The importance of being proactive
Although food safety authorities play an important role in preventing and detecting food fraud, they have difficulties identifying and understanding the full scale and nature of fraudulent activity. Therefore, this responsibility lies increasingly with the food industry. It is vital for food business operators to have a proactive and forward-planning attitude to preventing, handling and, where required, reporting food fraud. This can be achieved with food safety management schemes and internal compliance policies and procedures. A compliance strategy would typically address the following:
Step 1: Risk assessment
A vulnerability assessment is the first step to evaluating the risk and exposure of a food business operator’s operations. This assessment will consist of a detailed review of the supply chain (for example, the degree of processing of a particular product, or the ingredient, geographic location or supplier history) to identify which points along the supply chain could be most vulnerable to food fraud.
Step 2: Documentation and drafting/updating of a compliance policy
Once exposure has been identified, the food business operator will be in a better position to mitigate any risks, and draft appropriate compliance policies. Ideally, this stage will improve traceability, and help the food business operator design a simplified and more transparent supply chain.

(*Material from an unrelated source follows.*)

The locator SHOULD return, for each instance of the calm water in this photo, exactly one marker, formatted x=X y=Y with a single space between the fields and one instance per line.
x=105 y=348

Step 3: Implementation and monitoring
The result of the efforts achieved, following the two previous steps, must then be implemented and surveyed – by conducting supplier audits, and by educating and training employees, for instance. It is paramount that policies are constantly monitored and refreshed to ensure their efficiency over time. Food safety and the prevention of food fraud should not just be a set of documents that are forgotten on the company’s intranet; they should be an integral part of a food business operator’s company culture.
Step 4: Crisis management
In the event of a crisis, food business operators should have clear guidelines to ensure that the situation is dealt with swiftly and efficiently, by designing a tailor made crisis management procedure. Some of the critical aspects that need to be handled during a crisis are both external to the company, as well as internal.
External factors may include: (i) potential notification to the company’s customers of the fraud; (ii) the need to issue a press release and under what circumstances; (iii) understanding whether any third parties (for example, customers or third party auditors) have received or relied on fraudulent data or reports; (iv) understanding whether any false statements or reports have been submitted to any governmental authority.
Internal factors may include being able to quickly access a “contact and decision-making tree”, in order to easily identify the relevant internal stakeholders and their authorities to take the necessary decisions. It is vital to determine and contain the full scope of the fraud; or from an internal communication approach, determine how widespread the knowledge of the fraud is internally, and if this knowledge should be confined.
A merely reactive approach to preventing and handling food fraud situations is not a good-enough compliance strategy. Food business operators should ensure that they have robust mechanisms in place to prevent incurrence of fraudulent activities, in addition to ensuring that they can react swiftly and efficiently should they find themselves in these situations.